Probability of drawing 5 red cards from a standard deck without replacement

[soulstriss]

if 5 cards are randomly selected from a standard deck of 52 cards.

what is the probability that all 5 cards are red if they are selected without replacement?

and

what is the probability that all 5 cards are red if they are selected with replacement?


need help with this!

 

[Focus]

Well the probability that the first one is red is 13/52, given that the first one is red if you don't replace then the probability second one is red is 12/51 (because you have 12 red left out of 51). If you replace, well then again its the same probability of 13/52 getting a second red.

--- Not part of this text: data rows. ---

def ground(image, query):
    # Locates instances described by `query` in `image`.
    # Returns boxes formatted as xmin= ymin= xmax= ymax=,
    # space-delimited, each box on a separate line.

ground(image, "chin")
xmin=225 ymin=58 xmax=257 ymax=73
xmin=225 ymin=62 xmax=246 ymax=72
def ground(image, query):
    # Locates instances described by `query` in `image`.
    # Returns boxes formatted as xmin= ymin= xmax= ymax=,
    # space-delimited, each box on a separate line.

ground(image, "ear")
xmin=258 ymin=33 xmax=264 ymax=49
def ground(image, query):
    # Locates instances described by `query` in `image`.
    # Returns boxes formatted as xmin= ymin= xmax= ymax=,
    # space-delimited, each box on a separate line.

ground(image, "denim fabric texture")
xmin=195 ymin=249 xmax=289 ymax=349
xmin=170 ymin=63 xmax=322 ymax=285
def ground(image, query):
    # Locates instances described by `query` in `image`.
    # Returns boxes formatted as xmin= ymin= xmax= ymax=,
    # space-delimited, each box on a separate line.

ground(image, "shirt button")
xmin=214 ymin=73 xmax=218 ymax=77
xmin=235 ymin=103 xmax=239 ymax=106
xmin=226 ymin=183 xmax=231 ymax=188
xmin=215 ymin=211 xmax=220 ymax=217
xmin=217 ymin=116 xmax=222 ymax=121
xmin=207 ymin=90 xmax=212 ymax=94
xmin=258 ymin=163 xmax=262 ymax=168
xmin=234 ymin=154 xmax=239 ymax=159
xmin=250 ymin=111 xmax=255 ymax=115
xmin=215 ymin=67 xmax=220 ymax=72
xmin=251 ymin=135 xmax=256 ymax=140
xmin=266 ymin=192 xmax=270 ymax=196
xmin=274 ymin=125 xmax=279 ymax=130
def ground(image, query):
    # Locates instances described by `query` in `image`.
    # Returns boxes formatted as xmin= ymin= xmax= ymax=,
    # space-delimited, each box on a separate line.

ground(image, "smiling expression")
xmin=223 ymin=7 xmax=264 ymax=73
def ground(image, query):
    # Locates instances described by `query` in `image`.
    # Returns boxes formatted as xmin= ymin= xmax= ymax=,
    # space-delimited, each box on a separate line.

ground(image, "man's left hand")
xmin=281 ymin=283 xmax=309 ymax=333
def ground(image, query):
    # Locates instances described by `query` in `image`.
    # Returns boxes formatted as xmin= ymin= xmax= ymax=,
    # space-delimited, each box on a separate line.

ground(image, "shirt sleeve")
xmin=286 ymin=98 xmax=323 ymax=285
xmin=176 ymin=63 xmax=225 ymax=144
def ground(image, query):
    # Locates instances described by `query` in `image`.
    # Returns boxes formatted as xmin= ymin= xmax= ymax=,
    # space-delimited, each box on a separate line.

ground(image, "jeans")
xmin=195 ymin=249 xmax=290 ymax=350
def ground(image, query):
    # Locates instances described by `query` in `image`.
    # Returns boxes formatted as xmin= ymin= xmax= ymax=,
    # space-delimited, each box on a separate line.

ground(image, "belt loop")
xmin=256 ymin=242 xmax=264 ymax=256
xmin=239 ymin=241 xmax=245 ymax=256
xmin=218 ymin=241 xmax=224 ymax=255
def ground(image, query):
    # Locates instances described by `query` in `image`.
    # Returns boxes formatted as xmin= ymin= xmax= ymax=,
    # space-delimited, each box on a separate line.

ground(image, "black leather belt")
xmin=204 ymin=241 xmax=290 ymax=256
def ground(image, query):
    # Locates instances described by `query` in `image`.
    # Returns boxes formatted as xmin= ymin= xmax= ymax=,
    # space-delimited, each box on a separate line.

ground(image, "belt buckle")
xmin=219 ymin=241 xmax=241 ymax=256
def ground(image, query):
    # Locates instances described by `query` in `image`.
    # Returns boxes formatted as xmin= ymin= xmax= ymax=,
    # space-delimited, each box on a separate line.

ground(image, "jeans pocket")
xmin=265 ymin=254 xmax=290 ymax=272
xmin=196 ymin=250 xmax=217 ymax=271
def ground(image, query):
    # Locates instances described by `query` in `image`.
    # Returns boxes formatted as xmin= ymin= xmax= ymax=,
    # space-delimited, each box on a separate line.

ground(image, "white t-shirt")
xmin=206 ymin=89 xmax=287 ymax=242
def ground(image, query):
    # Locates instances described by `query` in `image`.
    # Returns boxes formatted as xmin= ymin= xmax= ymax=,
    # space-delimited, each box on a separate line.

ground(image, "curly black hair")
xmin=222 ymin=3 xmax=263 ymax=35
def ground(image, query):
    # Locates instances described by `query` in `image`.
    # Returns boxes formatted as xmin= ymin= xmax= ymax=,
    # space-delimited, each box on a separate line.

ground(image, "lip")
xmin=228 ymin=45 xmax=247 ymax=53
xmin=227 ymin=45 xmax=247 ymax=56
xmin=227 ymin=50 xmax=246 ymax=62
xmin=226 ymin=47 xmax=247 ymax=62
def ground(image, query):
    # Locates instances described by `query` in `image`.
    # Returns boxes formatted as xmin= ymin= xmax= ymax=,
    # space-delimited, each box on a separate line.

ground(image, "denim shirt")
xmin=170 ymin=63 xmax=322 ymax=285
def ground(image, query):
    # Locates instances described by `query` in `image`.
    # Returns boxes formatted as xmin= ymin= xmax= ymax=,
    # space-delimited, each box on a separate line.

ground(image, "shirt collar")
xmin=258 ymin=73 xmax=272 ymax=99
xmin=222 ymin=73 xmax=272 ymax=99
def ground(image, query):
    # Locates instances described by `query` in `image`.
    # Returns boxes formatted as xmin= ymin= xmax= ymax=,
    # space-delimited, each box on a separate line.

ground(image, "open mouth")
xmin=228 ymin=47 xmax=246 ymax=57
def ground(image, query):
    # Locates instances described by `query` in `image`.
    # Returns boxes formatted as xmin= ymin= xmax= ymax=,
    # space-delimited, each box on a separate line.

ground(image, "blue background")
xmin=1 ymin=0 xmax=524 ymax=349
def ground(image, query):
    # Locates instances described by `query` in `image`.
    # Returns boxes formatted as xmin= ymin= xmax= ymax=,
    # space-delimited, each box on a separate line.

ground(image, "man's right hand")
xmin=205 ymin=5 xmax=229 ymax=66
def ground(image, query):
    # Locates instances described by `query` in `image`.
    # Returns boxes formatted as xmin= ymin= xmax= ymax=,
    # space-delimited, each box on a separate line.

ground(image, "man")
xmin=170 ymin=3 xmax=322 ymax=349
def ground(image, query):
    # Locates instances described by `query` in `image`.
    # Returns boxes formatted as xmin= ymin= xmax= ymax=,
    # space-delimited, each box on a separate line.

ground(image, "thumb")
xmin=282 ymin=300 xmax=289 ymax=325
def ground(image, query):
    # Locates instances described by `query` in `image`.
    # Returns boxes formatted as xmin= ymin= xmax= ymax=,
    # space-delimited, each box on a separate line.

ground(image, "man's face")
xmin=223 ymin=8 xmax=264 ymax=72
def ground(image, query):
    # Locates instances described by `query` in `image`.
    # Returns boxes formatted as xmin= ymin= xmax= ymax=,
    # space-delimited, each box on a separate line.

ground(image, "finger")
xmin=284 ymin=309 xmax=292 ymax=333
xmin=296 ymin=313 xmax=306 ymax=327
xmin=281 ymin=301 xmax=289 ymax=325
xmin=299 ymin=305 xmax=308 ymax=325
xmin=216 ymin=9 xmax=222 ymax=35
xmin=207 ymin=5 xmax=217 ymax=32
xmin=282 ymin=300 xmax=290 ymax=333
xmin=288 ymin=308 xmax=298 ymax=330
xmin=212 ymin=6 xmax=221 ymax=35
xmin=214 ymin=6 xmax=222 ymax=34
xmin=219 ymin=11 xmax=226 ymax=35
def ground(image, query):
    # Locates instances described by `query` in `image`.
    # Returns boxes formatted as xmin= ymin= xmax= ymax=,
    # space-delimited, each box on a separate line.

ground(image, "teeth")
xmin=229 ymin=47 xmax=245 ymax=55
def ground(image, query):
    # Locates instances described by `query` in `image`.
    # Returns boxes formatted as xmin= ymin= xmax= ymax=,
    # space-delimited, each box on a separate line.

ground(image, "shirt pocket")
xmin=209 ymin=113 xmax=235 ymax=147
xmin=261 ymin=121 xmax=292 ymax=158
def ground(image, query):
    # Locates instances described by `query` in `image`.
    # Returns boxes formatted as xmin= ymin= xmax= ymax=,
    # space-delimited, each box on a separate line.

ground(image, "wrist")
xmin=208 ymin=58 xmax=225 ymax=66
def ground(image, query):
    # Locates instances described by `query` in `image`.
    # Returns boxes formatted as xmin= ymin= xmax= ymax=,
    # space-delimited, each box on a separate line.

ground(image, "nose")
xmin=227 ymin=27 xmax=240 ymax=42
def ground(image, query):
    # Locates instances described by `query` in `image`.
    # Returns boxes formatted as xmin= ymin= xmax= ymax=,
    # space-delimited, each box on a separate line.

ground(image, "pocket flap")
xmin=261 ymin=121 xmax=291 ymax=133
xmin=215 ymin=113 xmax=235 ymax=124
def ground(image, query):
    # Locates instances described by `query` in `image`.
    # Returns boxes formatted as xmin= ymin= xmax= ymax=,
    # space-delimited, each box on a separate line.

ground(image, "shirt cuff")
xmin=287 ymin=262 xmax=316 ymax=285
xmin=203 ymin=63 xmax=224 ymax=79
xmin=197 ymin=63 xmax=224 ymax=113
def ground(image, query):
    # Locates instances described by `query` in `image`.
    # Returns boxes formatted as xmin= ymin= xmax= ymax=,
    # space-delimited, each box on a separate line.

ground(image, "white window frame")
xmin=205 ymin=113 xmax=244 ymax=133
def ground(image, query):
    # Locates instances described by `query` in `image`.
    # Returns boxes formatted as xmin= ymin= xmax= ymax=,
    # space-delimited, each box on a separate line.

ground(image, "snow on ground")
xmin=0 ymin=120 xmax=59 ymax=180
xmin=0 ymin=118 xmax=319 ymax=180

I don't want to ruin it for you so you can do the 3rd, 4th and 5th cards. When you have them all, just multiply them together to get the probability of getting all 5 red with/without replacement.

 

[soulstriss]

thanks!

 

[soulstriss]

where did 13 come from?

 

[Dick]

where did 13 come from?

One fourth of the cards in the deck are red. 52/4=13.

 

[soulstriss]

oh thanks.. i have a question.. u kno when u find P when it says find P(a and b)
find P(a or b)

but what is this find P(a/b)

 

[Dick]

oh thanks.. i have a question.. u kno when u find P when it says find P(a and b)
find P(a or b)

but what is this find P(a/b)

It's P(a and not(b)). It's the set theory difference.

 

[soulstriss]

?? I am confused.. what is the forumula. the line in between is to multiply or?

 

[soulstriss]

if the event it independent or not, you have to use this formula P(A/B)

im confused..

and how can you know if its independent or not?

 

[Dick]

if the event it independent or not, you have to use this formula P(A/B)

im confused..

and how can you know if its independent or not?

I told you. The set A/B means "A intersect not(B)". P(not(B))=1-P(B). It's the complement of B. You can only tell if two events are independent by describing what the events are. If one occurring has no effect on the other occurring then they are independent.